A call for a policy of North Korean regime change sparks debate.

Richard Haass, the respected president of the Council on Foreign Relations, raised eyebrows among foreign policy elites recently when he proposed that regime change in North Korea should be the explicit aim of American foreign policy. The notion also stirred much-needed debate on broader national security considerations.
Haass’s Wall Street Journal article cogently made the strategic and humanitarian case for a collaborative campaign by Washington, Beijing, Seoul and Tokyo to arrange the end of the Kim Jong-un regime and bring peaceful unification to the Korean Peninsula.
Pyongyang’s infamous cyber aggression against Sony is only the latest straw. Its hard military power, both nuclear and conventional – coupled with its reckless rhetoric and behavior – directly threaten South Korea, Japan, and the United States. The regime’s massive human rights violations constitute a litany of crimes against humanity, causing the Security Council to deem North Korea’s oppression of its own population a threat to international peace and security.
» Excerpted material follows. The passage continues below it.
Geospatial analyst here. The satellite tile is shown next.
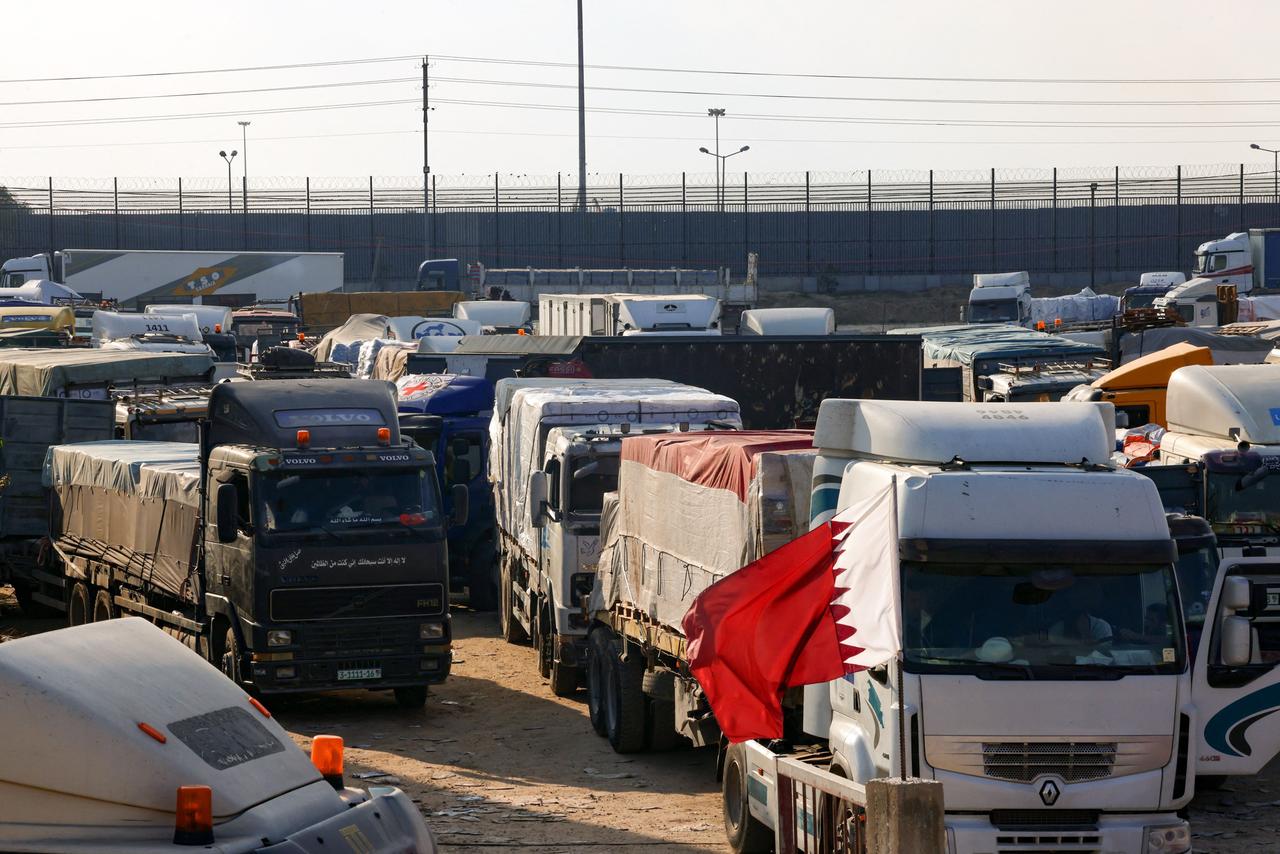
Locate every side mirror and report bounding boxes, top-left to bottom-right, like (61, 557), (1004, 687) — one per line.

Nothing less than regime change, Haass argues, will suffice to remove those internal outrages and external dangers. But his call for what he acknowledges is an ambitious and risky undertaking, coming as it does from an eminent leader in the foreign policy establishment, has stoked alarm among fellow scholars. One set of objections relates to the practical modalities of the Haass proposal: It offers no post-reunification plan going forward, and it potentially accords China an inappropriate role in U.S.-South Korea military cooperation.